Budget and limits · mantis-agent-sdk

mantis-agent-sdk tracks token usage and dollar cost across every turn of every session. You can cap either, and every ResultMessage carries the final accounting.

`max_usd`

Hard ceiling on session cost. If the next request would push spend over the cap, the runtime raises BudgetExceededError before dispatching it.

from mantis_agent import BudgetExceededError, query
 
try:
    async for msg in query(
        prompt="big task",
        options={
            "model": "gpt-4o",
            "max_usd": 0.50,    # 50 cents, hard cap
        },
    ):
        ...
except BudgetExceededError as e:
    print(f"Stopped at ${e.spent:.4f} of ${e.cap:.2f}")

The error preserves the partial transcript on disk so you can fork from a checkpoint and continue with a fresh cap.

`max_turns`

Cap the number of model calls regardless of cost:

options = {
    "model": "qwen2.5:7b",
    "max_turns": 10,
}

After the 10th assistant message, the runtime stops, even if the model emitted another tool_use. The final ResultMessage will have stop_reason='max_turns'.

Reading cost on the result

async for msg in query(...):
    if msg.type == "result":
        print(f"Cost: ${msg.total_cost_usd:.4f}")
        for model_id, usage in msg.modelUsage.items():
            print(f"  {model_id}: {usage.input_tokens}in / "
                  f"{usage.output_tokens}out / ${usage.cost_usd:.4f}")

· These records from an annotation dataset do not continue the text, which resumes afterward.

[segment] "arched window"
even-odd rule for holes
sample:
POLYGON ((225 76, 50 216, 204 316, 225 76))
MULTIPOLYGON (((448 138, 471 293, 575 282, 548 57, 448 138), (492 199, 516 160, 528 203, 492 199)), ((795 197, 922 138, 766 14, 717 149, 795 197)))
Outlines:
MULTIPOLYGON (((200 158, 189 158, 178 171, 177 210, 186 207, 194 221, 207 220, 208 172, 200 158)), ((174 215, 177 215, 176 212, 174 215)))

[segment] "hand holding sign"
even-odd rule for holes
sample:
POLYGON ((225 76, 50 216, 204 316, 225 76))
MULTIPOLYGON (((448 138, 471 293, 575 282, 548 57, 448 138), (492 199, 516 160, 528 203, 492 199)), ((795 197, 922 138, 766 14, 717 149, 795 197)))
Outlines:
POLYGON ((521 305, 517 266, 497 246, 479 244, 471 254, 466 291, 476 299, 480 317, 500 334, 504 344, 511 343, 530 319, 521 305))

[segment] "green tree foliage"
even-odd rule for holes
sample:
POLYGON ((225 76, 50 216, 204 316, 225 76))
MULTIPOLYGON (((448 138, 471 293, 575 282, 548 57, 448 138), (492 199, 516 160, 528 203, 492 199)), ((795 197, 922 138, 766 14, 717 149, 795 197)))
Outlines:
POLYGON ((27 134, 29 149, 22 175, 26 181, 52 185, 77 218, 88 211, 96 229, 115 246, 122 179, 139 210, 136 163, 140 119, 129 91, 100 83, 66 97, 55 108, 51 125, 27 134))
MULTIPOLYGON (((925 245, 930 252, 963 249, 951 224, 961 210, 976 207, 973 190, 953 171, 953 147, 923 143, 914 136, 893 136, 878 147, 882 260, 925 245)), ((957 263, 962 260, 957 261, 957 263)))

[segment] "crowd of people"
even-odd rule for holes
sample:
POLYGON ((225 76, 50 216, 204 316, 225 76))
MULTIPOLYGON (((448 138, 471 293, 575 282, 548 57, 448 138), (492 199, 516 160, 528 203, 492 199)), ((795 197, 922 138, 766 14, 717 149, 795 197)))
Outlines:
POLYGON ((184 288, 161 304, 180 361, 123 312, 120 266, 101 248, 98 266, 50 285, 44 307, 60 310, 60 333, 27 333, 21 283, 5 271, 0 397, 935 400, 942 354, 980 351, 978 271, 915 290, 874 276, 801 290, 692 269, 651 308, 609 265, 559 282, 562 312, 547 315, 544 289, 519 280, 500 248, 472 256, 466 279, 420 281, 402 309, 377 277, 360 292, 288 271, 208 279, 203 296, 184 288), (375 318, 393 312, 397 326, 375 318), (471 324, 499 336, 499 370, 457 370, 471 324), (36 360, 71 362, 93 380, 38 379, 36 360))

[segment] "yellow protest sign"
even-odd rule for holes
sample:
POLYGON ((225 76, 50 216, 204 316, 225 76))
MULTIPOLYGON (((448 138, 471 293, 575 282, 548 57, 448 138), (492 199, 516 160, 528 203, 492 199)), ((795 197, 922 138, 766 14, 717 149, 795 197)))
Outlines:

modelUsage is per-model — useful when sub-agents on different models contributed to the same session.

Pricing table

The pricing table lives in mantis_agent/budget.py as a dict[str, tuple[float, float]] of (input_per_million, output_per_million). The runtime looks up the model by name and applies the rates.

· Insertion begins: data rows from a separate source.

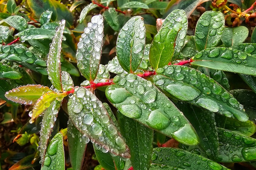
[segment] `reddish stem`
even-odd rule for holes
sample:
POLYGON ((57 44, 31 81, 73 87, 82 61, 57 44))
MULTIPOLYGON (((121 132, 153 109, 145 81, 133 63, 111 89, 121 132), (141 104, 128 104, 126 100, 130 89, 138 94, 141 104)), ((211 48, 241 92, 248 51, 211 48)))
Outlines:
MULTIPOLYGON (((100 6, 100 7, 102 7, 102 8, 105 8, 105 9, 108 9, 109 8, 109 7, 107 7, 107 6, 105 6, 101 4, 98 4, 98 3, 97 3, 97 2, 95 2, 94 1, 92 1, 92 3, 93 3, 94 4, 96 4, 96 5, 98 5, 99 6, 100 6)), ((116 9, 116 11, 117 12, 120 12, 121 13, 122 13, 122 14, 125 14, 125 12, 123 12, 123 11, 120 11, 120 10, 119 10, 118 9, 116 9)))
MULTIPOLYGON (((178 63, 176 63, 173 64, 173 65, 184 65, 187 64, 190 64, 194 60, 191 58, 190 58, 188 60, 183 60, 183 61, 181 61, 178 63)), ((168 65, 172 65, 172 63, 170 62, 168 65)))
POLYGON ((9 44, 8 44, 7 45, 12 45, 14 44, 14 43, 16 43, 16 42, 19 41, 20 40, 20 37, 18 37, 17 38, 15 39, 13 41, 12 41, 9 44))

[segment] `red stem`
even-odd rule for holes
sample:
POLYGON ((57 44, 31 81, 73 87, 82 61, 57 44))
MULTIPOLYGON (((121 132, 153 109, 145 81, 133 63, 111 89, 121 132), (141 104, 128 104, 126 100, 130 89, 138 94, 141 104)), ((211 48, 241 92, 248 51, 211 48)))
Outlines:
MULTIPOLYGON (((94 4, 96 4, 96 5, 98 5, 99 6, 102 7, 102 8, 105 8, 105 9, 108 9, 109 8, 109 7, 107 7, 107 6, 105 6, 101 4, 98 4, 98 3, 97 3, 97 2, 95 2, 94 1, 92 1, 92 3, 93 3, 94 4)), ((120 12, 121 13, 122 13, 122 14, 125 14, 125 12, 124 12, 123 11, 120 11, 120 10, 119 10, 118 9, 116 9, 116 11, 117 12, 120 12)))
POLYGON ((20 37, 18 37, 17 38, 15 39, 13 41, 12 41, 9 44, 8 44, 7 45, 12 45, 12 44, 14 44, 16 42, 19 41, 19 40, 20 40, 20 37))

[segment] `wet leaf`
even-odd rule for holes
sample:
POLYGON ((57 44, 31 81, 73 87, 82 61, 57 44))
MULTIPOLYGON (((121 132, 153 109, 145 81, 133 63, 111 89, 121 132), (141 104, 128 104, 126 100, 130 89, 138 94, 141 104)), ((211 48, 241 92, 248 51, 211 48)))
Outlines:
POLYGON ((50 106, 43 113, 41 130, 40 131, 40 146, 39 148, 41 161, 43 166, 47 143, 51 136, 52 129, 56 121, 62 102, 55 100, 52 102, 50 106))
POLYGON ((83 136, 69 120, 68 124, 68 144, 69 146, 70 161, 72 168, 74 170, 81 169, 84 157, 84 153, 87 145, 88 138, 83 136))
POLYGON ((244 41, 249 33, 248 28, 244 26, 225 28, 221 40, 226 47, 229 47, 244 41))
POLYGON ((3 21, 19 31, 23 31, 28 27, 26 20, 20 16, 11 16, 3 21))
POLYGON ((63 135, 59 132, 54 136, 47 148, 42 170, 65 170, 65 158, 63 146, 63 135))
POLYGON ((114 154, 130 157, 124 140, 95 95, 87 89, 79 87, 75 88, 70 97, 68 103, 69 118, 84 134, 87 143, 90 138, 99 145, 105 152, 109 150, 114 154))
POLYGON ((159 68, 153 77, 162 90, 181 100, 242 121, 246 113, 235 98, 212 78, 192 68, 170 65, 159 68))
POLYGON ((256 159, 256 139, 219 128, 217 129, 220 148, 218 162, 241 162, 256 159))
POLYGON ((28 48, 21 46, 6 45, 0 47, 0 58, 16 62, 44 75, 47 75, 44 68, 46 62, 28 48))
POLYGON ((151 82, 130 74, 117 75, 113 82, 106 95, 122 114, 181 143, 198 143, 187 119, 151 82))
POLYGON ((123 5, 120 8, 140 8, 143 9, 148 9, 147 5, 142 2, 137 1, 128 2, 123 5))
POLYGON ((122 136, 130 149, 130 160, 133 169, 148 169, 153 148, 154 131, 119 112, 117 116, 123 128, 122 136))
POLYGON ((199 145, 208 156, 217 158, 219 148, 215 114, 188 104, 179 103, 177 106, 198 134, 200 139, 199 145))
POLYGON ((175 40, 174 52, 173 58, 176 58, 180 55, 181 49, 185 45, 185 42, 187 30, 188 22, 185 12, 182 9, 174 10, 165 18, 162 27, 169 27, 179 29, 178 35, 175 40))
POLYGON ((47 56, 47 72, 49 79, 52 85, 60 92, 62 92, 61 70, 60 68, 60 53, 61 43, 65 21, 62 20, 52 39, 47 56))
POLYGON ((76 57, 81 74, 91 82, 97 75, 101 56, 104 28, 103 17, 101 15, 94 16, 87 26, 77 44, 76 57))
POLYGON ((146 29, 142 18, 133 17, 123 27, 117 38, 116 55, 123 68, 135 71, 141 62, 145 41, 146 29))
POLYGON ((51 18, 52 17, 52 11, 47 10, 45 12, 44 12, 40 16, 39 21, 41 25, 43 25, 46 23, 48 23, 50 22, 51 18))
POLYGON ((230 72, 256 75, 256 58, 237 50, 215 47, 204 50, 192 59, 192 65, 230 72))
POLYGON ((220 12, 208 11, 201 16, 195 32, 196 46, 199 51, 217 45, 223 32, 225 21, 220 12))
POLYGON ((96 4, 94 4, 93 3, 91 3, 84 7, 84 8, 83 9, 83 10, 82 10, 82 12, 81 12, 80 17, 79 17, 79 22, 82 23, 84 21, 84 18, 86 16, 86 15, 88 12, 94 8, 95 8, 98 6, 98 5, 96 4))
POLYGON ((19 79, 22 77, 22 75, 19 71, 0 62, 0 79, 19 79))
POLYGON ((9 100, 20 104, 34 105, 43 95, 48 92, 54 93, 47 86, 28 85, 13 88, 5 95, 9 100))
POLYGON ((156 148, 153 150, 150 170, 162 169, 164 168, 171 169, 177 167, 187 170, 229 169, 202 156, 180 149, 156 148))

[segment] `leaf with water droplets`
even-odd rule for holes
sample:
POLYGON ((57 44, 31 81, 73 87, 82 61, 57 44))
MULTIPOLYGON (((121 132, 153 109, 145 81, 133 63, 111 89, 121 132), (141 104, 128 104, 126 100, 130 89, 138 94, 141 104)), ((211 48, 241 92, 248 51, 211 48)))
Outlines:
POLYGON ((52 139, 44 158, 41 170, 65 170, 65 158, 63 146, 63 135, 60 132, 52 139))
POLYGON ((67 135, 72 168, 73 170, 80 170, 89 139, 86 136, 83 136, 83 134, 77 130, 70 120, 69 120, 68 124, 67 135))
POLYGON ((44 12, 40 16, 39 21, 41 25, 43 25, 46 23, 48 23, 50 22, 52 11, 47 10, 45 12, 44 12))
POLYGON ((156 148, 153 151, 150 170, 172 169, 177 167, 186 170, 230 170, 200 155, 180 149, 156 148))
POLYGON ((124 140, 101 102, 91 92, 82 87, 75 88, 68 103, 68 109, 73 124, 91 141, 99 145, 102 150, 130 157, 124 140))
POLYGON ((22 31, 28 28, 26 20, 20 16, 11 16, 3 21, 19 31, 22 31))
POLYGON ((148 9, 147 5, 140 2, 132 1, 128 2, 123 5, 120 8, 140 8, 148 9))
POLYGON ((106 96, 122 114, 181 143, 198 143, 188 120, 151 82, 130 74, 116 76, 106 96))
POLYGON ((0 62, 0 79, 19 79, 22 77, 22 75, 8 65, 0 62))
POLYGON ((5 95, 9 100, 20 104, 34 105, 43 95, 48 92, 54 93, 47 86, 28 85, 13 88, 5 95))
POLYGON ((97 7, 98 5, 96 4, 94 4, 93 3, 91 3, 84 7, 84 8, 83 9, 82 12, 81 12, 80 14, 80 17, 79 17, 79 22, 82 23, 84 20, 84 18, 86 16, 87 14, 90 11, 94 8, 95 8, 97 7))
POLYGON ((30 69, 47 75, 44 68, 46 62, 28 48, 21 45, 6 45, 0 47, 0 59, 13 61, 30 69))
POLYGON ((50 106, 44 112, 43 120, 41 125, 41 130, 40 131, 40 141, 39 151, 42 166, 44 166, 44 156, 46 150, 46 147, 49 138, 51 135, 52 131, 56 121, 58 112, 60 108, 62 101, 55 100, 51 104, 50 106))
POLYGON ((241 162, 256 159, 256 139, 222 128, 217 130, 220 148, 218 162, 241 162))
POLYGON ((97 75, 103 45, 103 17, 95 15, 88 23, 77 44, 76 57, 82 75, 90 82, 97 75))
POLYGON ((143 56, 146 29, 142 17, 133 17, 121 29, 116 42, 116 55, 123 69, 128 72, 136 70, 143 56))
POLYGON ((191 58, 192 65, 256 76, 255 56, 231 48, 208 48, 191 58))
POLYGON ((117 115, 122 135, 130 149, 130 160, 133 169, 148 169, 152 152, 154 131, 119 112, 117 115))
POLYGON ((248 28, 244 26, 225 28, 221 40, 226 47, 229 47, 244 41, 249 33, 248 28))
POLYGON ((181 100, 242 121, 248 120, 243 106, 212 78, 186 66, 159 68, 154 83, 158 88, 181 100))
POLYGON ((52 39, 47 56, 47 72, 49 79, 54 87, 62 92, 61 71, 60 68, 60 52, 63 32, 66 22, 62 20, 52 39))
POLYGON ((199 146, 211 158, 216 158, 219 147, 215 114, 187 103, 179 103, 177 106, 195 128, 200 139, 199 146))
POLYGON ((196 46, 199 51, 216 47, 225 26, 224 16, 220 12, 207 11, 199 18, 196 27, 196 46))

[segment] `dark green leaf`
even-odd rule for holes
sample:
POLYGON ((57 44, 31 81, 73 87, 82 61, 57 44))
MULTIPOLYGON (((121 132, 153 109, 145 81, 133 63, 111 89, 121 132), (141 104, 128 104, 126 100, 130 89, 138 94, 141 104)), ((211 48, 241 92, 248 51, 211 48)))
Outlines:
POLYGON ((180 149, 156 148, 153 149, 150 170, 172 169, 179 167, 186 170, 228 170, 218 163, 180 149))
POLYGON ((118 75, 113 82, 106 95, 122 114, 181 143, 197 143, 187 119, 151 82, 130 74, 118 75))
POLYGON ((256 76, 256 57, 231 48, 215 47, 204 50, 192 58, 192 65, 256 76))
POLYGON ((116 42, 116 55, 120 65, 128 72, 135 71, 143 57, 146 29, 142 18, 130 19, 121 29, 116 42))
POLYGON ((189 103, 228 117, 247 121, 236 100, 212 78, 192 68, 170 65, 156 70, 154 83, 164 91, 189 103))
POLYGON ((76 57, 82 75, 90 82, 97 75, 103 45, 103 17, 101 15, 91 18, 77 44, 76 57))
POLYGON ((61 43, 65 21, 62 20, 52 39, 47 56, 47 72, 49 79, 52 85, 59 90, 62 91, 60 67, 60 53, 61 43))
POLYGON ((229 47, 244 41, 249 33, 248 28, 244 26, 226 27, 224 28, 221 40, 226 47, 229 47))
POLYGON ((44 166, 41 168, 42 170, 52 169, 65 170, 63 135, 61 132, 59 132, 55 135, 50 143, 43 165, 44 166))
POLYGON ((223 32, 225 21, 220 12, 208 11, 201 16, 195 32, 196 46, 199 51, 217 45, 223 32))
POLYGON ((124 139, 101 102, 91 92, 83 87, 75 88, 68 103, 68 109, 73 124, 86 138, 99 144, 102 150, 130 157, 124 139))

Open-source models running locally have a price of (0, 0) — they contribute to token counts but not dollar cost. That keeps max_usd meaningful in mixed sessions (some sub-agents on hosted models, some on local ones).

Adding / overriding a model

from mantis_agent.budget import register_pricing
 
register_pricing("my-org/my-finetune", input=1.50, output=3.00)

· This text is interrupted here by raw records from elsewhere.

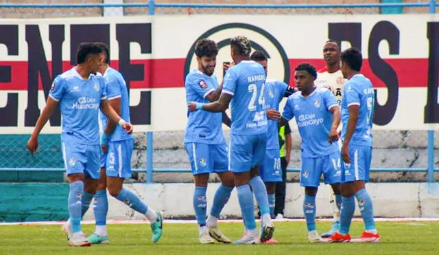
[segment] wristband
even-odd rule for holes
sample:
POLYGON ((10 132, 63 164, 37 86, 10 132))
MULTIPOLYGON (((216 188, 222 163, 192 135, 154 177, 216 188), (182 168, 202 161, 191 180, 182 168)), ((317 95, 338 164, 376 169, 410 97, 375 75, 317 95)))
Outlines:
POLYGON ((197 110, 202 110, 203 109, 203 104, 202 104, 200 102, 198 102, 195 105, 195 109, 196 109, 197 110))
POLYGON ((122 126, 126 123, 126 122, 125 121, 125 120, 123 120, 121 118, 120 120, 119 120, 119 122, 117 122, 117 124, 119 124, 119 125, 121 126, 122 126))

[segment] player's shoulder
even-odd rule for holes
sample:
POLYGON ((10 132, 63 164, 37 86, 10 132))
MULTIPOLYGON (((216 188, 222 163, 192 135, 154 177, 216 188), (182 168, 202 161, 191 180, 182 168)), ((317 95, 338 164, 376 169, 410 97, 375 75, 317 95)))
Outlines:
POLYGON ((323 74, 324 73, 328 73, 328 67, 324 67, 323 68, 321 68, 321 69, 317 70, 317 74, 323 74))
POLYGON ((198 80, 202 80, 204 78, 203 74, 198 69, 194 69, 189 71, 189 74, 186 76, 186 82, 187 83, 193 83, 198 80))
POLYGON ((328 91, 331 92, 331 89, 329 89, 327 88, 327 87, 320 87, 320 86, 316 87, 316 93, 324 94, 325 93, 327 93, 328 91))
POLYGON ((297 91, 294 93, 293 93, 291 96, 289 96, 288 97, 288 100, 289 101, 294 101, 297 100, 298 98, 299 98, 300 97, 300 94, 302 93, 302 91, 297 91))

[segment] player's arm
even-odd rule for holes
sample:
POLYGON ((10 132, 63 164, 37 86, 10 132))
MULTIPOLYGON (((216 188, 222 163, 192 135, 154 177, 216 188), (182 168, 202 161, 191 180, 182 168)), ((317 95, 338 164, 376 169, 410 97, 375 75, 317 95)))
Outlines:
POLYGON ((47 122, 49 118, 54 113, 54 111, 58 106, 58 101, 49 96, 46 102, 46 106, 43 109, 41 115, 38 117, 34 131, 27 141, 27 148, 30 151, 31 154, 34 154, 38 147, 38 137, 41 132, 41 129, 44 125, 47 122))
POLYGON ((357 122, 358 122, 358 111, 359 105, 353 104, 348 107, 349 109, 349 120, 348 120, 348 127, 344 135, 344 141, 343 142, 343 148, 342 149, 342 157, 343 161, 346 163, 351 164, 351 157, 349 157, 349 142, 352 136, 355 131, 357 122))
POLYGON ((232 126, 232 120, 225 111, 222 113, 222 122, 228 127, 232 126))
MULTIPOLYGON (((122 119, 117 113, 111 107, 106 98, 102 99, 101 100, 101 111, 107 116, 109 120, 115 122, 117 123, 119 126, 121 126, 127 133, 132 133, 132 125, 131 123, 128 123, 125 121, 125 120, 122 119)), ((120 111, 120 110, 119 110, 120 111)), ((114 127, 113 127, 114 129, 114 127)))
POLYGON ((285 125, 285 160, 287 161, 287 164, 289 163, 289 158, 291 157, 291 147, 292 145, 292 140, 291 137, 291 129, 289 128, 289 124, 287 123, 285 125))
POLYGON ((209 104, 202 104, 200 102, 191 102, 189 104, 189 111, 194 111, 197 110, 204 110, 213 113, 220 113, 226 111, 228 107, 228 104, 232 100, 233 96, 226 93, 222 93, 220 99, 217 101, 210 102, 209 104))
POLYGON ((338 126, 340 124, 340 108, 338 105, 333 105, 329 109, 329 112, 332 113, 332 125, 329 131, 328 142, 332 144, 333 142, 338 140, 338 126))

Or pass a one-off override on the options:

options = {
    "model": "my-org/my-finetune",
    "pricing_override": {"input": 1.50, "output": 3.00},
}

Cost from outside the session

from mantis_agent.budget import estimate_cost
 
cost = estimate_cost(
    model="gpt-4o-mini",
    input_tokens=1_200,
    output_tokens=400,
)
print(f"${cost:.6f}")

Budgeting in a multi-step pipeline

If you compose multiple query() calls, set per-call budgets and a session-level budget:

async with ClaudeSDKClient(ClaudeAgentOptions(
    model="gpt-4o-mini",
    max_usd=1.00,          # cap for the whole client lifetime
)) as client:
    async for msg in client.query("...", max_usd=0.20):  # cap this call
        ...
    async for msg in client.query("...", max_usd=0.20):
        ...

max_usd on client.query is the call-level cap; the session-level cap on ClaudeAgentOptions is the absolute ceiling. Both are enforced.